Modular Design

Lecture Notes for CS 190
Winter 2018
John Ousterhout

  • Reading: Chapters 4-7, 14 of book
  • How to minimize dependencies?

Modular Design

  • Divide system into modules that are relatively independent
  • Ideal: each module completely independent of the others
    • System complexity = complexity of worst module
  • In reality, modules are not completely independent
    • Some modules must invoke facilities in other modules
    • Design decisions in one module must sometimes be known to other modules
    • Can't change one module without understanding parts of other modules
  • Divide each module into two parts:
    • Interface: anything about the module that must be known to other modules
      • Formal aspects (in the code): method signatures, public variables, etc.
      • Informal aspects: overall behavior, side effects, constraints on usage, etc.
      • Informal aspects can only be described with comments
    • Implementation: code that carries out the promises made by the interface
  • Goal: interface should be much simpler than the implementation
    • If a change affects only a module's implementation, but not its interface, then it will not affect any other module

Abstraction

  • A simplified view of something that omits unimportant details
  • Interface: abstraction of a module
  • Goal: define simple abstractions that provide rich functionality

Classes Should be Deep

  • Deep class: small interface, lots of functionality
    • Lots of information hidden
  • Example: Unix system calls for file I/O
  • Shallow class
    • Complex interface and/or not much functionality
    • Invoking a method isn't much easier than just typing in the code of the method.
    • Shallow classes don't hide much information
    • Example: linked list
    • Also see User.java
    • Every class and method introduces complexity with its interface
    • Goal: get a lot of functionality for that complexity
    • If a class is shallow, you have to spend a lot of time learning the interface, compared to how much time the class saves you.
  • Many courses teach students that "classes should be small": results in shallow classes.
  • Classitis: small classes taken to the extreme
    • Each class adds the least possible amount of functionality to existing classes
    • Bad example: Java libraries
  • Size doesn't really matter that much
    • Classes in the range of 200-2000 lines are fine
    • The most important thing is depth: the power of the abstraction
  • It's more important for a class to have a simple interface than a simple implementation

Information Hiding

  • First proposed by David Parnas in a classic paper "On the Criteria To Be Used in Decomposing Systems into Modules"
    • More than 40 years old, but still one of the most important papers in all of systems.
  • Each module (class) should encapsulate certain knowledge or design decisions:
  • The knowledge/design decisions are only known to the one module
  • The interface does not reflect this information (much)
  • Benefits:
    • Simpler interface (deeper class)
    • Can modify the implementation without impacting other classes
  • This is the single most important idea in software design; will revisit it over and over.
  • Information leakage: opposite of information hiding
    • Implementation details exposed, other classes depend on them
    • Anything in the interface is leaked
    • Back-door leakage: not visible in the interface
  • Temporal decomposition: one of the most common causes of information leakage
    • Code structure reflects the order in which operations execute
  • Using classes does not necessarily guarantee information hiding!
    • Example: private variables can still be leaked
  • When you see information leakage, look for a way to bring all the information together in one place
  • Making classes a bit larger often creates opportunities for better information hiding
  • Questions to ask yourself:
    • What is the unique value provided by this class (something this class does, but no other class)?
    • What is the key knowledge that the class uses to provide that value?
    • What's the least possible amount of that knowledge that must be exposed through the interface?

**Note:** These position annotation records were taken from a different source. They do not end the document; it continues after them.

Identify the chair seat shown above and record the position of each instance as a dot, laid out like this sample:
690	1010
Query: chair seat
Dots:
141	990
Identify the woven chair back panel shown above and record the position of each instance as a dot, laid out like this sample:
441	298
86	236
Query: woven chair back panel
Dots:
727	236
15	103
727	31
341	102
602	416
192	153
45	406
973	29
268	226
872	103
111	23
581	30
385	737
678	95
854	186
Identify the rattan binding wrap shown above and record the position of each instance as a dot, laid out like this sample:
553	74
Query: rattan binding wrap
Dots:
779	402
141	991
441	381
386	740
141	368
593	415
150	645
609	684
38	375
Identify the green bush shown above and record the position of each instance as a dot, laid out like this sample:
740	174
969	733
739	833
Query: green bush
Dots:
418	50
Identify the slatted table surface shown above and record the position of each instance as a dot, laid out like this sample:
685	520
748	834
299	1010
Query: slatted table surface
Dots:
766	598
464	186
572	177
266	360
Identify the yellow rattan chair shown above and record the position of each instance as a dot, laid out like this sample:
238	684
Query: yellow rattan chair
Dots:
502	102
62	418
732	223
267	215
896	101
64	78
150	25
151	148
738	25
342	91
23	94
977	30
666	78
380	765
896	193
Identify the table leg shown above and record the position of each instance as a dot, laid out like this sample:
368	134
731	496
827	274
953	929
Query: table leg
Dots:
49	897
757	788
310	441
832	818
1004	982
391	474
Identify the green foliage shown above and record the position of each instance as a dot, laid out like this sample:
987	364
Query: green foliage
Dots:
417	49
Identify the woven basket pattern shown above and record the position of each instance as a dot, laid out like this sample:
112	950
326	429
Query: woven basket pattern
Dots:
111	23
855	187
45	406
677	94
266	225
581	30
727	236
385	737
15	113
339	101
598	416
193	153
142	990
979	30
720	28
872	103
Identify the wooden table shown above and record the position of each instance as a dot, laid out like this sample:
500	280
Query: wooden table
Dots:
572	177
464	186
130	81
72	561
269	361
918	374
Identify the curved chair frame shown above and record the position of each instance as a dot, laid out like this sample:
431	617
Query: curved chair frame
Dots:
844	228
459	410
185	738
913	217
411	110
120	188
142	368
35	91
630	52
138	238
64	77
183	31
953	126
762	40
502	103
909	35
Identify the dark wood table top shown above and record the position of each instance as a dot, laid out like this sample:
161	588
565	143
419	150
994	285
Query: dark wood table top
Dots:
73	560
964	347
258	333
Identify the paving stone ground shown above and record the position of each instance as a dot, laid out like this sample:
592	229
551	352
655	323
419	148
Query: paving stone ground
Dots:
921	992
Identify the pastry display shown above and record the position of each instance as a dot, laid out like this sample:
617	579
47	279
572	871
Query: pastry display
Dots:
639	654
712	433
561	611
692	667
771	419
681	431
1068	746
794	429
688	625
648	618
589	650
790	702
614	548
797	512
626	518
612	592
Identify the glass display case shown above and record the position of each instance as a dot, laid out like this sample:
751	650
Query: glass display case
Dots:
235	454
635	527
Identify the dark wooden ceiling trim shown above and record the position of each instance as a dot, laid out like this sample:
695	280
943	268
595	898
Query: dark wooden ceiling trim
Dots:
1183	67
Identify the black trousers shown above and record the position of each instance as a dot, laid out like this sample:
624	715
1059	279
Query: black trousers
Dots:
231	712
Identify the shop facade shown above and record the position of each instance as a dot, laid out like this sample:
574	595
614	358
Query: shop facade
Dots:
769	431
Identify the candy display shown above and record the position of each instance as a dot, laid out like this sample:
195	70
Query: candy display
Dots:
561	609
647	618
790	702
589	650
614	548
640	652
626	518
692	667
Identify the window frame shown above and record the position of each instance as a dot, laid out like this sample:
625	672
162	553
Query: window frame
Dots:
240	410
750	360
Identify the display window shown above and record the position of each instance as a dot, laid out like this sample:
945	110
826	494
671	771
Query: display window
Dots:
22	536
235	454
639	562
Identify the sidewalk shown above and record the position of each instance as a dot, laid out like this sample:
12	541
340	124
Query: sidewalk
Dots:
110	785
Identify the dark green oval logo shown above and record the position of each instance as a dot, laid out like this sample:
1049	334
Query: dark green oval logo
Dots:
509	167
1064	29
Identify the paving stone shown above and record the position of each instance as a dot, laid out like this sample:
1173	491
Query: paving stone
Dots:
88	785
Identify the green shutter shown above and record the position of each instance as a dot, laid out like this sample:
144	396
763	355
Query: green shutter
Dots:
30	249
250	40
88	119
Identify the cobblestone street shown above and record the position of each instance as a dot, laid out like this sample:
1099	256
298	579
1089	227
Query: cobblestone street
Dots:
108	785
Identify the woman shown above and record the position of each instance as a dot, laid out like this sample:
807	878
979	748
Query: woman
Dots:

Generic Classes are Deeper

  • Should new classes be general-purpose or special-purpose?
    • Special-purpose: just do exactly what's needed today
    • General-purpose: solve a range of problems that may in the future
  • My advice: make classes somewhat generic:
    • Overall capabilities reflect current needs
    • Design an interface that is generic enough to be used for other purposes besides today's needs
    • Result: simpler and deeper interface than special-purpose approach
  • Example from text editor project
  • Questions to ask yourself:
    • What is the simplest API that will cover all of my current needs?
    • In how many situations will this method be used?
    • Is this API convenient to use for my current needs?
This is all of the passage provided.